We all know the next one is approaching; the run-up to a recession starts with a subtle cooling after a hot market, and many are feeling that cooling already. The next recession may be inevitable, but its impact on a remodeling GC can be surprisingly controllable. While the usual advice may be valid (save money, trim your expenses, reduce your debt), there is a more head-on approach to addressing the underlying problems and developing a meaningful strategy to succeed and prosper. In this session, you will learn three key areas and be provided tools to protect your business and profits in an economic downturn that will also ensure your long-term business success.
Improve Margins by Plugging Profit Leaks
- Understand the real costs of production and accounting for all costs within the project.
- Build business projections based on actual overhead and targeted net profit to know exactly how many jobs per year you need to achieve your goal.

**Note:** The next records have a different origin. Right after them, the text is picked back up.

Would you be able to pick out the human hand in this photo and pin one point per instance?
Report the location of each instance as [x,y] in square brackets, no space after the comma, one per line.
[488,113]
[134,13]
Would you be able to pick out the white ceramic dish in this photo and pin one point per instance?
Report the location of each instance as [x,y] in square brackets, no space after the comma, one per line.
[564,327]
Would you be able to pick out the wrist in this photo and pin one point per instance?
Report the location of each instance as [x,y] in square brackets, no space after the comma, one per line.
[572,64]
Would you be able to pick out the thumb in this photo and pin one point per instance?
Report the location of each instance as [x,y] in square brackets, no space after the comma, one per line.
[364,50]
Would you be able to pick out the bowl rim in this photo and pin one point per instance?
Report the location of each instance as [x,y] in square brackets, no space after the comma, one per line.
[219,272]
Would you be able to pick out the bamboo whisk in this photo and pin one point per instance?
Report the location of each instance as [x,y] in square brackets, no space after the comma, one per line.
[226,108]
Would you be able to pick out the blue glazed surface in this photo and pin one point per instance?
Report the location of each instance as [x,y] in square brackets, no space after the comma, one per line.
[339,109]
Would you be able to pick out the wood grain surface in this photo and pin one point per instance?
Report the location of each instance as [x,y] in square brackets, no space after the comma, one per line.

- Identify and fix profit leaks. There are many profit leaks we see in the remodeling business that account for 4-8% slippage in profit. Fixing these areas will increase efficiency and profitability.
Understand and Manage Your Job Mix
- Not all jobs have the same risk and return. Selecting the best jobs for each remodeler based on your strengths and abilities will improve efficiency and profit.
- Identify the right job mix for your business and build projections to identify how many of each type of jobs you need to achieve your goals.
- Refine staffing needed for each job mix and understand the true cost of low production.
Targeted Marketing To Your Ideal Client
- Identify your ideal client based on the business model desired and how to differentiate your business to attract the right clients.
- Build marketing funnels that will consistently attract the clients you want.
- Tracking marketing leads and conversion rates to fill your pipeline with the best jobs.